Nicaragua’s richest and most influential businessman appealed Wednesday for presidential elections to be moved forward from 2021 in a bid to calm unrest that has left scores dead since last month.
The comments by Carlos Pellas came as a surprise as the powerful industrialist and other business leaders have traditionally supported President Daniel Ortega.
“From my point of view, and it is something largely shared in the private sector, we must find an orderly way out of this, in a constitutional way, which implies reforms including a (presidential) election moved forward” from 2021, he said in an interview with newspaper La Prensa.
At least 87 people have been killed and almost 900 wounded since protests began on April 18 against Ortega and his party, the Sandinista National Liberation Front.
The protests were initially triggered by now-aborted reforms to the near-bankrupt social security system, but the unrest quickly broadened into a rejection by many Nicaraguans of Ortega and his wife and vice-president, Rosario Murillo, who are seen as autocratic.
The government and opposition agreed overnight Monday to resume church-mediated peace talks that stalled amid fresh violence last week.
Pellas, Nicaragua’s first billionaire and who controls the vast Grupo Pellas empire, proposed that a new election date be decided during that dialogue.
He called for members of the national electoral council, which is controled by judges close to Ortega, to “resign immediately.”

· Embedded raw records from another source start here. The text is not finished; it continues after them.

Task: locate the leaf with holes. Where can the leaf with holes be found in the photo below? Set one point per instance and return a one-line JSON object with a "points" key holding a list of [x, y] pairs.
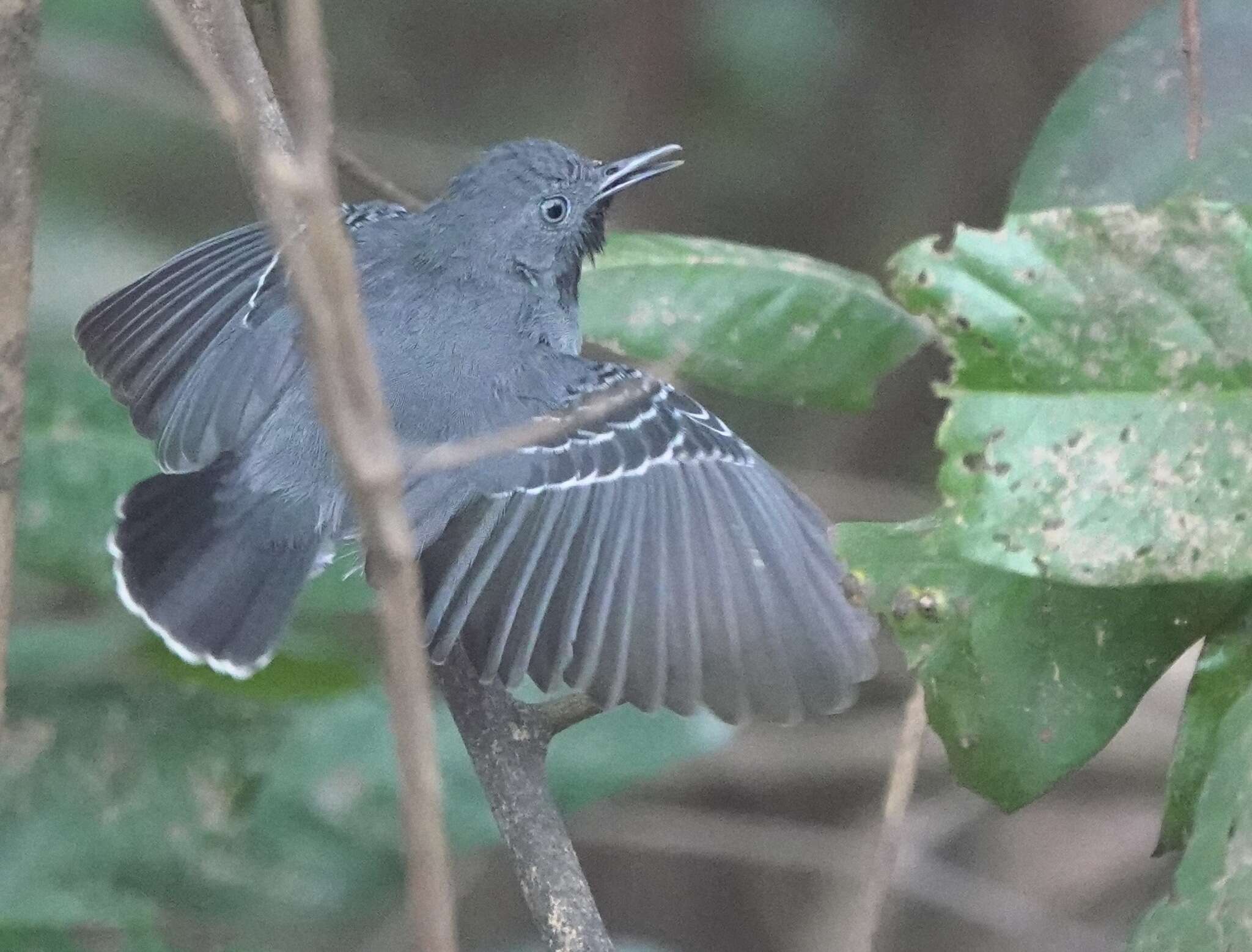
{"points": [[758, 322], [1222, 676], [1026, 678], [1101, 422]]}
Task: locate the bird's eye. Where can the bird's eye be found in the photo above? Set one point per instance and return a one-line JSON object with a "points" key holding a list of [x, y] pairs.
{"points": [[555, 209]]}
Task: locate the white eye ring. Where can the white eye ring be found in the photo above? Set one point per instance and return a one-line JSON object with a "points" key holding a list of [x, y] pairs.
{"points": [[555, 209]]}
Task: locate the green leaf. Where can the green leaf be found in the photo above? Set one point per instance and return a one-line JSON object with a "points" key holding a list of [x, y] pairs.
{"points": [[1210, 906], [1094, 480], [1118, 133], [758, 322], [1026, 678], [1222, 676], [1101, 422]]}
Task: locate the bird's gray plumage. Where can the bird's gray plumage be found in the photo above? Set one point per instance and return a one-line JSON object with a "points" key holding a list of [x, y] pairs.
{"points": [[650, 557]]}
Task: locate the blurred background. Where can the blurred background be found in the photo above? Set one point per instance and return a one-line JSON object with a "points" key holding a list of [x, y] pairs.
{"points": [[838, 128]]}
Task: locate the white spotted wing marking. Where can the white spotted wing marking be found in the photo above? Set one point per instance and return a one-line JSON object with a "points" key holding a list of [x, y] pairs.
{"points": [[669, 430]]}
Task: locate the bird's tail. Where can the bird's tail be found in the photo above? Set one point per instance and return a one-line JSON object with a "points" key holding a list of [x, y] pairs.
{"points": [[211, 566]]}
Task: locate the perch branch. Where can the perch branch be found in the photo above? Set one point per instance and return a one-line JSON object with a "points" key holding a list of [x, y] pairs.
{"points": [[507, 742], [295, 184], [899, 791], [19, 33], [1195, 88]]}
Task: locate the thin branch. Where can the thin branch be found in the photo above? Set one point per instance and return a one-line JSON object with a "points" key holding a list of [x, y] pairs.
{"points": [[296, 189], [565, 712], [19, 33], [896, 804], [263, 19], [1195, 88], [509, 742], [460, 453], [353, 166]]}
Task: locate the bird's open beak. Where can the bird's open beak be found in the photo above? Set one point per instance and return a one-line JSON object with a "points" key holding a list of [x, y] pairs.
{"points": [[630, 172]]}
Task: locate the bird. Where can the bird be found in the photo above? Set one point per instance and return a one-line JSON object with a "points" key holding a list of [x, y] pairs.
{"points": [[650, 557]]}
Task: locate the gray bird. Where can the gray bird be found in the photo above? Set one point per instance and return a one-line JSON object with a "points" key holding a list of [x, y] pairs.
{"points": [[649, 558]]}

Ortega must “show the willingness to dialogue and accept fundamental changes”, said Pellas, 65, who has not previously spoken out publicly about the crisis.
Ortega, a former guerrilla who first ruled between 1979 and 1990 before returning as president 11 years ago, has kept power by maintaining leftist rhetoric while ensuring an accommodation with powerful private industry and keeping up trade with the United States.
“I am outraged and very hurt by the more than 80 lives sacrificed and by the more than 800 wounded caused by the disproportionate violence with which the government responded to the demands of students and the general population,” said Pellas.
“These crimes cannot go unpunished.”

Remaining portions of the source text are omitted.